Family Sessions
Chad, Waverly & the Light at the End of the Pier
March 20, 2026
Manhattan Beach. Late afternoon. The light was doing what it only does two or three times a year — that low, sideways gold that turns everything it touches into something worth keeping.
Chad and his daughter Waverly were already there when I arrived. Chad had that look I know well — the one that says *I don't really know how this works and I'm hoping you do*. Waverly, maybe seven or eight, had no such concerns. She was already in the water, shoes on, completely unbothered.
That's usually how it goes. The kids break the ice before the parents even realize they needed it broken.
We didn't start with poses. We started by walking. I hung back and just let them be together — Waverly pointing at something in the waves, Chad trying to keep up, laughing at something I couldn't hear. By the time I raised the camera, the session was already over in the best sense. We were just recording what was already happening.

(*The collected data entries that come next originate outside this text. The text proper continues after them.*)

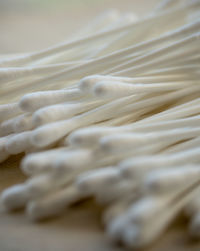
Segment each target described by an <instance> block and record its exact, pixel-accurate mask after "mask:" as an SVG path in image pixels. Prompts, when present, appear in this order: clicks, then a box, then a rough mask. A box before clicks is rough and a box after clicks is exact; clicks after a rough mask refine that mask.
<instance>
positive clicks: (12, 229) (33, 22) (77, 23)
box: [0, 0, 200, 251]
mask: <svg viewBox="0 0 200 251" xmlns="http://www.w3.org/2000/svg"><path fill="white" fill-rule="evenodd" d="M18 1H19V0H18ZM16 2H17V1H16ZM66 2H68V1H66ZM75 2H76V1H75ZM83 2H84V1H83ZM96 2H97V3H96V4H92V5H91V3H93V2H92V1H89V0H87V1H86V0H85V3H87V4H82V5H81V7H80V5H76V4H77V3H76V4H74V5H70V8H67V6H66V5H65V7H64V8H62V10H61V9H59V8H56V9H52V8H50V9H48V11H47V9H45V8H44V9H42V10H40V11H37V9H34V8H33V9H31V10H30V9H28V10H26V11H24V10H23V9H20V8H18V10H17V11H16V10H15V8H11V9H9V8H7V7H6V8H5V9H4V10H2V9H1V8H0V12H1V13H0V30H1V36H0V53H18V52H20V53H21V52H26V51H29V50H36V49H40V48H44V47H46V46H48V45H51V44H54V43H56V42H58V41H62V40H63V39H65V40H66V38H67V37H68V34H70V32H71V31H72V30H73V29H75V28H76V29H77V28H79V27H80V24H83V23H87V21H88V20H90V18H92V17H94V16H95V15H96V14H97V13H98V12H100V11H103V9H105V6H106V7H107V8H111V7H116V8H120V9H121V10H127V9H129V6H131V7H132V8H131V10H133V11H135V12H137V13H140V14H142V12H143V11H144V9H145V10H147V9H148V8H149V7H150V6H151V4H152V3H155V2H156V0H135V1H130V0H123V1H119V0H118V1H117V0H103V1H102V2H101V1H97V0H96ZM105 3H106V5H105ZM68 20H71V22H70V23H69V22H68ZM77 20H78V21H77ZM80 21H81V22H80ZM44 30H45V33H44ZM36 37H37V39H36ZM21 157H22V156H14V157H11V158H10V159H8V160H7V161H6V162H4V163H3V164H1V165H0V192H1V191H2V190H3V189H4V188H6V187H9V186H11V185H13V184H17V183H20V182H22V181H24V180H25V176H23V174H22V172H21V171H20V169H19V162H20V159H21ZM186 223H187V219H184V218H183V217H179V219H178V220H177V221H176V223H174V224H173V225H172V226H171V227H170V229H169V230H168V231H167V232H166V233H165V234H164V235H163V236H162V237H161V238H160V239H159V240H158V241H157V242H156V243H154V244H153V246H152V247H150V248H148V249H145V250H147V251H169V250H174V251H195V250H196V251H197V250H200V244H199V242H194V241H191V239H190V238H189V236H188V234H187V224H186ZM40 250H44V251H45V250H48V251H55V250H57V251H78V250H83V251H84V250H85V251H94V250H95V251H100V250H101V251H102V250H104V251H118V250H125V249H124V248H123V247H120V246H116V245H114V244H113V243H111V242H110V241H109V240H108V239H107V238H106V236H105V234H104V231H103V226H102V224H101V209H100V208H99V207H98V206H97V205H95V203H94V202H92V201H88V202H84V203H81V204H78V205H76V206H73V208H70V209H68V210H66V212H65V213H64V215H62V216H61V217H59V218H57V219H52V220H48V221H45V222H41V223H39V224H36V223H32V222H30V221H29V220H28V219H27V218H26V217H25V215H24V213H23V212H16V213H13V214H6V213H4V212H0V251H40Z"/></svg>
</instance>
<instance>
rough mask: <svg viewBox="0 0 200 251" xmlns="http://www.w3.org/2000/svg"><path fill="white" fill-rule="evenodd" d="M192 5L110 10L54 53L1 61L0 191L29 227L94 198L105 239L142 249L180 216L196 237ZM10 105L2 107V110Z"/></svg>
mask: <svg viewBox="0 0 200 251" xmlns="http://www.w3.org/2000/svg"><path fill="white" fill-rule="evenodd" d="M199 17H200V1H199V0H198V1H197V0H196V1H191V0H185V1H179V0H176V1H174V0H167V1H162V2H161V3H159V5H158V6H156V8H154V9H153V10H152V11H151V13H150V14H149V15H146V16H145V17H144V18H142V19H138V18H137V16H136V15H135V14H133V13H127V14H120V13H119V12H117V11H109V12H106V13H105V14H103V15H102V16H100V17H98V18H97V19H96V20H94V22H92V23H91V24H90V25H89V26H88V27H86V28H85V29H83V31H82V32H81V33H79V34H77V35H75V36H74V38H73V39H70V41H69V42H63V43H61V44H58V45H56V46H54V47H51V48H48V49H45V50H41V51H38V52H34V53H29V54H28V53H27V54H24V55H15V56H10V57H7V58H5V57H3V56H2V57H1V61H0V66H1V68H0V83H1V86H0V97H1V105H0V121H1V125H0V134H1V138H0V160H1V162H3V161H4V160H6V159H7V158H8V157H9V156H10V155H12V154H19V153H23V152H25V154H26V155H25V157H24V158H23V159H22V162H21V170H22V171H23V172H24V173H25V174H26V175H27V176H28V179H27V181H26V182H25V183H23V184H19V185H15V186H13V187H11V188H8V189H6V190H5V191H4V192H3V193H2V195H1V201H2V204H3V206H4V208H5V210H7V211H12V210H16V209H20V208H25V212H26V214H27V215H28V217H30V219H32V220H40V219H43V218H46V217H51V216H56V215H58V214H61V213H62V212H64V211H65V209H66V208H67V207H68V206H70V205H71V204H73V203H75V202H77V201H79V200H83V199H86V198H89V197H93V198H95V199H96V200H97V202H98V203H100V204H102V205H103V207H104V212H103V222H104V224H105V228H106V232H107V234H108V236H109V237H110V238H111V239H113V240H115V241H120V242H122V243H124V244H125V245H127V246H131V247H143V246H146V245H148V244H150V243H151V242H153V241H154V240H155V239H156V238H158V237H159V236H160V234H161V233H162V232H164V230H165V229H166V228H167V227H168V226H169V224H170V223H171V222H172V221H173V220H174V219H175V217H176V216H177V215H178V214H179V212H180V211H184V212H185V213H186V214H187V215H188V216H190V217H191V224H190V233H191V235H193V236H195V237H199V236H200V231H199V230H200V199H199V198H200V197H199V194H200V85H199V77H200V68H199V67H200V47H199V45H200V21H199ZM8 102H10V103H8Z"/></svg>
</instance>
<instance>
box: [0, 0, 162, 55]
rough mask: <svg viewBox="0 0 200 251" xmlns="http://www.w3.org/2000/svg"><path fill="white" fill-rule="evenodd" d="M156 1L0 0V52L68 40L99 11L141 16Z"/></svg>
mask: <svg viewBox="0 0 200 251" xmlns="http://www.w3.org/2000/svg"><path fill="white" fill-rule="evenodd" d="M157 2H158V0H0V54H12V53H23V52H28V51H34V50H38V49H42V48H45V47H47V46H50V45H53V44H55V43H58V42H62V41H63V40H68V39H70V35H71V34H73V33H75V32H76V31H78V30H80V29H81V28H82V27H84V25H86V24H88V23H89V22H91V20H92V19H93V18H95V17H96V16H97V15H99V14H100V13H101V12H103V11H105V10H109V9H119V10H120V11H122V12H125V11H128V12H135V13H136V14H137V15H139V16H143V15H145V13H147V12H148V11H149V10H150V9H151V8H152V7H153V6H154V5H155V4H156V3H157Z"/></svg>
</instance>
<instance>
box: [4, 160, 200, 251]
mask: <svg viewBox="0 0 200 251" xmlns="http://www.w3.org/2000/svg"><path fill="white" fill-rule="evenodd" d="M13 163H15V164H13ZM18 164H19V158H16V157H12V158H11V159H9V160H8V161H6V162H5V163H4V164H1V166H0V191H2V190H3V189H4V188H5V187H8V186H10V185H13V184H15V183H20V182H22V181H23V180H24V179H25V177H24V176H23V175H22V173H21V172H20V170H19V168H18ZM41 250H44V251H79V250H80V251H119V250H125V249H124V248H123V247H120V246H117V245H114V244H112V243H111V242H110V241H109V240H108V239H107V238H106V236H105V234H104V232H103V226H102V224H101V209H100V208H99V207H98V206H97V205H95V203H94V202H91V201H88V202H84V203H81V204H78V205H76V206H73V208H70V209H68V210H66V212H65V213H64V215H62V216H61V217H59V218H57V219H50V220H48V221H44V222H41V223H39V224H36V223H32V222H30V221H29V220H28V219H27V218H26V217H25V215H24V214H23V212H22V211H20V212H16V213H13V214H6V213H3V212H1V213H0V251H41ZM169 250H170V251H171V250H174V251H197V250H200V244H199V243H198V242H191V240H190V239H189V237H188V235H187V229H186V219H183V217H179V219H178V220H177V222H176V223H175V224H173V225H172V226H171V227H170V229H169V230H168V231H167V232H166V233H165V234H164V235H163V236H162V237H161V238H160V239H159V240H158V241H157V242H156V243H155V244H154V245H153V246H152V247H151V248H148V249H145V250H144V251H169Z"/></svg>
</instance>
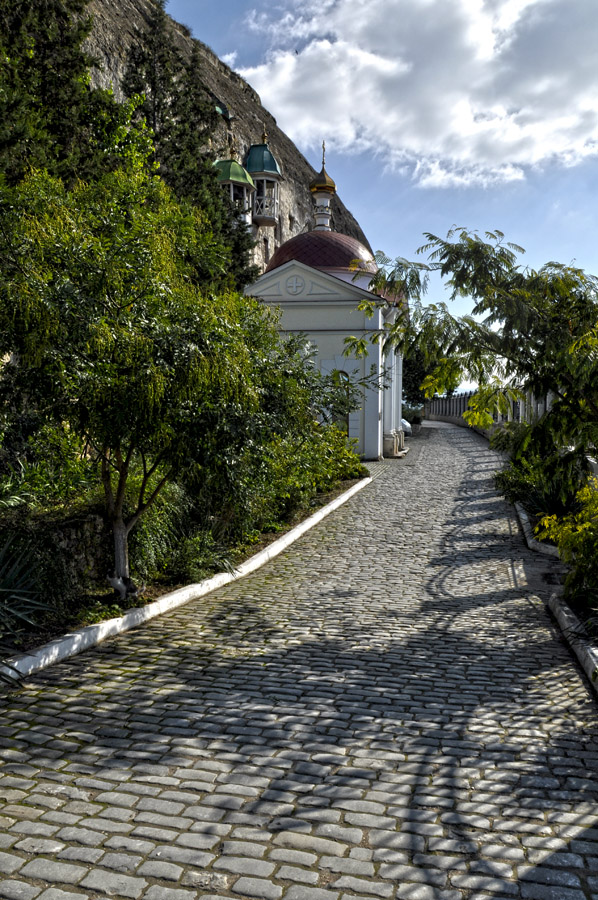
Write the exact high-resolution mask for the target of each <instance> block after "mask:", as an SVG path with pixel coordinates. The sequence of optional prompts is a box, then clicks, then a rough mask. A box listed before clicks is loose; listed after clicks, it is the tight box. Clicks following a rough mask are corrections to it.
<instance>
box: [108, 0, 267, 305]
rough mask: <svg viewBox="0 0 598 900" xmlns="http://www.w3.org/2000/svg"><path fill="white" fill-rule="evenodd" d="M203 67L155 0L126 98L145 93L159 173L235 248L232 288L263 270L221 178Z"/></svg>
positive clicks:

There's a frame from that hour — Chad kneeling down to her level, both of them looking out at the water, Waverly's hand in his — that I keep coming back to. Nothing was staged. I didn't tell them where to stand or what to do. I just stayed close and paid attention.
That's the whole job, really.
The photos they almost didn't take. Chad mentioned at the end that he'd almost cancelled. Work had been brutal. He wasn't sure he'd be present enough. I've heard some version of this a hundred times. The parents who almost don't come are usually the ones who end up most grateful they did.
Waverly is going to grow up. Chad knows that — you could see it in his face when he looked at her, this mix of joy and something quieter, something that knows it's temporary. The photos from that afternoon are already permanent. That's why we do this.
If you're thinking about a session and wondering whether the timing is right — it usually is. The light finds you when you show up.